Security in the newsroom

Last Friday afternoon, I happened to be watching CNN when a story broke about a gunman in the Miami Herald building. The coverage went on for a couple of hours, without many developments except some observations from witnesses about the alleged gunman telling reporters that he was looking for a particular editor and that he was the paper's "new director." It turned out that the man was a freelance cartoonist for El Nuevo Herald, a Spanish-language newspaper published owned by the Miami Herald's publishers, and was angry about some management decisions at the paper. After speaking with a police negotiator, the man surrendered and was arrested. As it turned out, he didn't have a gun--he carried only a knife and a toy gun that apparently looked realistic.

As I watched the event unravel, the reporters struggled to get more information but were able to speak with some of the Herald reporters who had stayed in the newsroom to report on the standoff.

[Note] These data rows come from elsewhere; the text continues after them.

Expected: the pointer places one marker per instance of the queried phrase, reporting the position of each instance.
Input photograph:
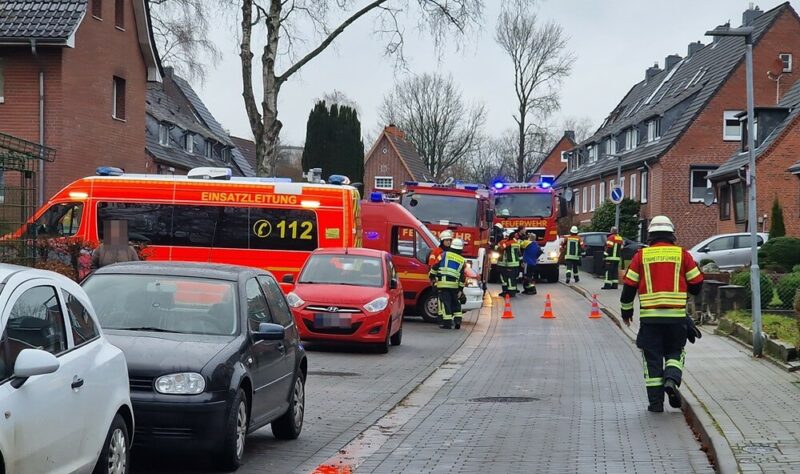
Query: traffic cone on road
(595, 314)
(507, 314)
(548, 309)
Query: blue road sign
(617, 194)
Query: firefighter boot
(674, 396)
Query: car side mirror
(269, 332)
(32, 362)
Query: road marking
(369, 441)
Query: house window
(163, 134)
(97, 9)
(384, 182)
(731, 126)
(119, 14)
(631, 138)
(644, 187)
(787, 61)
(724, 202)
(654, 129)
(118, 111)
(699, 183)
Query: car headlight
(294, 300)
(376, 305)
(186, 383)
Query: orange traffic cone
(595, 314)
(548, 309)
(507, 314)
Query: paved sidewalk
(754, 405)
(543, 395)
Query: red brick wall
(384, 164)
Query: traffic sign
(617, 194)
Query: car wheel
(397, 337)
(289, 425)
(230, 457)
(429, 307)
(115, 455)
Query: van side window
(60, 220)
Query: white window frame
(644, 189)
(731, 115)
(389, 179)
(786, 58)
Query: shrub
(783, 252)
(743, 279)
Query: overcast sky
(614, 41)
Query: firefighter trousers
(508, 279)
(663, 356)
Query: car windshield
(164, 303)
(435, 209)
(524, 205)
(354, 270)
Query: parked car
(213, 353)
(349, 295)
(63, 386)
(728, 251)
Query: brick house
(555, 162)
(392, 161)
(680, 123)
(777, 140)
(92, 60)
(181, 134)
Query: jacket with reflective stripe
(661, 274)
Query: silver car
(728, 251)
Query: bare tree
(429, 108)
(180, 28)
(283, 21)
(541, 61)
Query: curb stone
(698, 418)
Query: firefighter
(509, 263)
(450, 283)
(663, 274)
(530, 254)
(572, 247)
(612, 256)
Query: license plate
(323, 320)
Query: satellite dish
(776, 68)
(709, 198)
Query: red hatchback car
(349, 295)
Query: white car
(64, 392)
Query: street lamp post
(755, 275)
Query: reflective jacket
(613, 249)
(450, 271)
(661, 274)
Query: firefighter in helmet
(663, 275)
(612, 255)
(572, 247)
(450, 280)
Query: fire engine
(465, 209)
(532, 206)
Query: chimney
(671, 60)
(750, 15)
(651, 71)
(392, 130)
(693, 48)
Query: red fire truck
(464, 209)
(532, 206)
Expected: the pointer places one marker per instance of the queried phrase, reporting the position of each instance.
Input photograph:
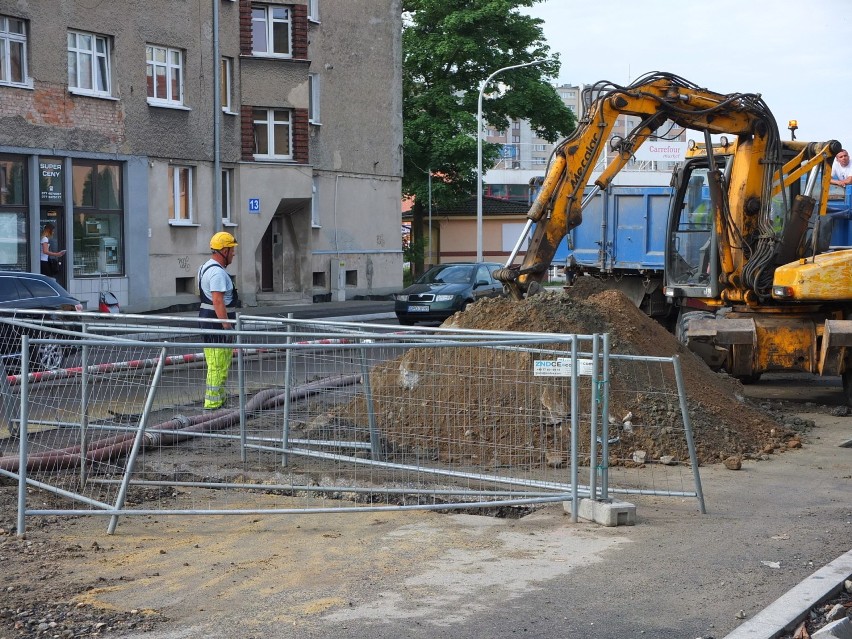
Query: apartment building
(140, 129)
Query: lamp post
(479, 150)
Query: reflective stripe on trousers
(218, 362)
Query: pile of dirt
(723, 423)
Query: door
(54, 215)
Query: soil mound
(484, 407)
(723, 423)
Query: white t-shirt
(216, 278)
(839, 172)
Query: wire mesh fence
(320, 416)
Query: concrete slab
(784, 613)
(606, 513)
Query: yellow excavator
(747, 266)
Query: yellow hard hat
(221, 240)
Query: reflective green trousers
(218, 363)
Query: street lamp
(479, 150)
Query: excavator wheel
(847, 386)
(682, 326)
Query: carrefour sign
(661, 151)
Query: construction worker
(219, 299)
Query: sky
(797, 55)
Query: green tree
(449, 49)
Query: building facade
(140, 129)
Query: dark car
(22, 292)
(446, 289)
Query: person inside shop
(49, 266)
(219, 300)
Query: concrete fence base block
(840, 629)
(606, 513)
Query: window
(164, 75)
(13, 52)
(226, 92)
(88, 63)
(227, 184)
(271, 29)
(98, 218)
(273, 134)
(180, 201)
(14, 232)
(313, 98)
(315, 219)
(313, 10)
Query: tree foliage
(449, 49)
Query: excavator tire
(847, 386)
(682, 326)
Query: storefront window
(14, 253)
(98, 219)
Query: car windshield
(450, 274)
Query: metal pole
(575, 434)
(288, 372)
(429, 240)
(137, 442)
(241, 389)
(687, 431)
(479, 150)
(22, 433)
(217, 122)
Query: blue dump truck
(622, 240)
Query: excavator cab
(691, 263)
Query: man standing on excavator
(841, 170)
(219, 299)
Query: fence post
(593, 424)
(687, 431)
(22, 433)
(604, 388)
(137, 442)
(84, 407)
(575, 433)
(241, 390)
(288, 372)
(375, 442)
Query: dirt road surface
(677, 573)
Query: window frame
(270, 124)
(315, 209)
(269, 22)
(313, 11)
(99, 204)
(227, 197)
(175, 195)
(153, 65)
(94, 67)
(7, 38)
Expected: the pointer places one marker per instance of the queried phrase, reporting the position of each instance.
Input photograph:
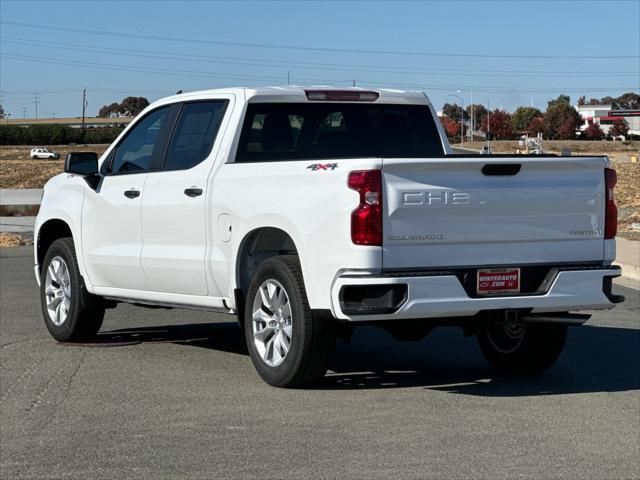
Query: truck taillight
(366, 219)
(611, 210)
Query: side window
(135, 152)
(194, 134)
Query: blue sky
(154, 48)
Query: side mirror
(84, 164)
(81, 163)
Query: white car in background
(43, 154)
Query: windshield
(304, 131)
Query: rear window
(305, 131)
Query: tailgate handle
(501, 168)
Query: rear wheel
(522, 347)
(288, 346)
(70, 313)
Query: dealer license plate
(498, 281)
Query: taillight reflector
(611, 210)
(342, 95)
(366, 219)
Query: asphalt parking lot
(172, 394)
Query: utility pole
(36, 101)
(84, 106)
(473, 118)
(488, 127)
(461, 115)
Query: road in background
(173, 394)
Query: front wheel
(70, 312)
(289, 347)
(522, 347)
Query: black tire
(537, 349)
(312, 340)
(85, 311)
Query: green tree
(453, 111)
(522, 117)
(567, 130)
(618, 128)
(479, 111)
(559, 113)
(132, 106)
(499, 122)
(627, 101)
(594, 132)
(129, 107)
(536, 126)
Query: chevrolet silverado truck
(308, 212)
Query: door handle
(132, 193)
(501, 168)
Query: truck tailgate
(448, 212)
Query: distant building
(605, 116)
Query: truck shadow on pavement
(595, 359)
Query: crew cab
(43, 154)
(306, 212)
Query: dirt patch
(14, 240)
(578, 147)
(28, 173)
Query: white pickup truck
(307, 212)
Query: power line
(305, 48)
(343, 81)
(306, 65)
(36, 101)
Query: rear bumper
(436, 296)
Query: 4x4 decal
(322, 166)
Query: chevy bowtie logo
(322, 166)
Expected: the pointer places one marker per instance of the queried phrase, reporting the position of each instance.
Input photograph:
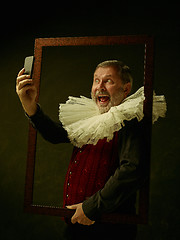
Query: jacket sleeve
(50, 130)
(127, 177)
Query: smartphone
(28, 65)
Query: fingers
(21, 72)
(24, 83)
(21, 78)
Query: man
(104, 172)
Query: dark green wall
(17, 41)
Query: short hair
(122, 69)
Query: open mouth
(103, 99)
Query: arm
(127, 177)
(50, 130)
(27, 92)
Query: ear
(127, 89)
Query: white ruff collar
(85, 125)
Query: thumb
(72, 206)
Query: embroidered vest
(89, 169)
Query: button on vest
(89, 169)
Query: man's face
(107, 89)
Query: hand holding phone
(28, 65)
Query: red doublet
(89, 169)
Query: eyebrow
(108, 75)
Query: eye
(96, 80)
(109, 81)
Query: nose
(101, 86)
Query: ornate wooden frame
(148, 42)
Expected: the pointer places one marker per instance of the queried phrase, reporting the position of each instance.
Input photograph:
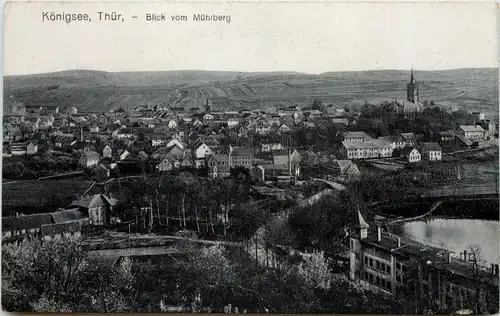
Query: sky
(311, 37)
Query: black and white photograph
(260, 157)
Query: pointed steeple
(359, 225)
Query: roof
(431, 147)
(60, 228)
(471, 128)
(348, 135)
(360, 145)
(242, 151)
(407, 150)
(359, 221)
(408, 136)
(275, 167)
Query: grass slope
(472, 89)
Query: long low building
(374, 148)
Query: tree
(315, 273)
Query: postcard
(250, 157)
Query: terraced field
(473, 89)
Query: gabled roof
(348, 135)
(359, 221)
(471, 128)
(408, 136)
(242, 151)
(408, 150)
(431, 147)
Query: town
(318, 187)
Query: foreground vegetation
(56, 276)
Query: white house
(411, 154)
(472, 132)
(201, 151)
(124, 155)
(431, 151)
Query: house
(268, 147)
(53, 109)
(411, 154)
(262, 128)
(94, 128)
(107, 152)
(217, 160)
(240, 157)
(90, 159)
(124, 155)
(359, 149)
(201, 151)
(345, 169)
(71, 110)
(283, 129)
(396, 141)
(33, 109)
(431, 151)
(385, 263)
(219, 172)
(472, 132)
(410, 139)
(385, 148)
(176, 152)
(177, 142)
(355, 137)
(272, 172)
(97, 207)
(166, 164)
(18, 149)
(32, 148)
(288, 157)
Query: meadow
(471, 89)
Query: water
(458, 235)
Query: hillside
(472, 89)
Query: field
(471, 89)
(35, 196)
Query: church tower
(208, 105)
(412, 90)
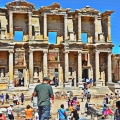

And one of the Herald reporters had an interesting answer when he was asked about the building's security: he said that the security was typically not very tight, because of the importance of keeping the paper "open" to the public.

Surely, it's a tricky balance--journalists write and say things every day that are likely to anger someone, but we need to be accessible and accountable. So which should win out? Is it more important to have high security for the benefit of the newsroom staff? Or should we take our chances in the interest of visibility?

Here's the link to a story on the standoff.



At Sunday, November 26, 2006, Anonymous al said...

A similar question came up when Sept. 11 challenged our right to privacy. How far would we allow the government to go for the sake of national security? Would you give up all your privacy rights? How far can security search you at airports?

Honestly, I'm not sure what to say about the security of news organizations. If there is a way to keep it accessible to the public without the building itself being easily penetrable, then I would support that. On the other hand, we know journalism isn't the safest job around either.

At Sunday, November 26, 2006, Anonymous aj said...

In today's world, I think security has to be a major concern. Just because people have to show ID or go through checks before they can acess the newsroom does not mean that the organization isn't "open to the public." Readers/Viewers can still call and send e-mails or letters if they have a concern to express.

At Sunday, November 26, 2006, Anonymous mg said...

I think security is the most important part of any job, and a primary concern in any newsroom.

It's possible to maintain security without sacrificing accessibility. Giving the public telephone/email/webconferencing and other online forms of access to reporters and anchors is sufficient. As long as people have a way in which they can voice their opinion or form a rebuttal to an article they've read or a report they've watched, they don't need to physically go anywhere near a newsroom or station to have their voice heard - especially if there are weapons involved.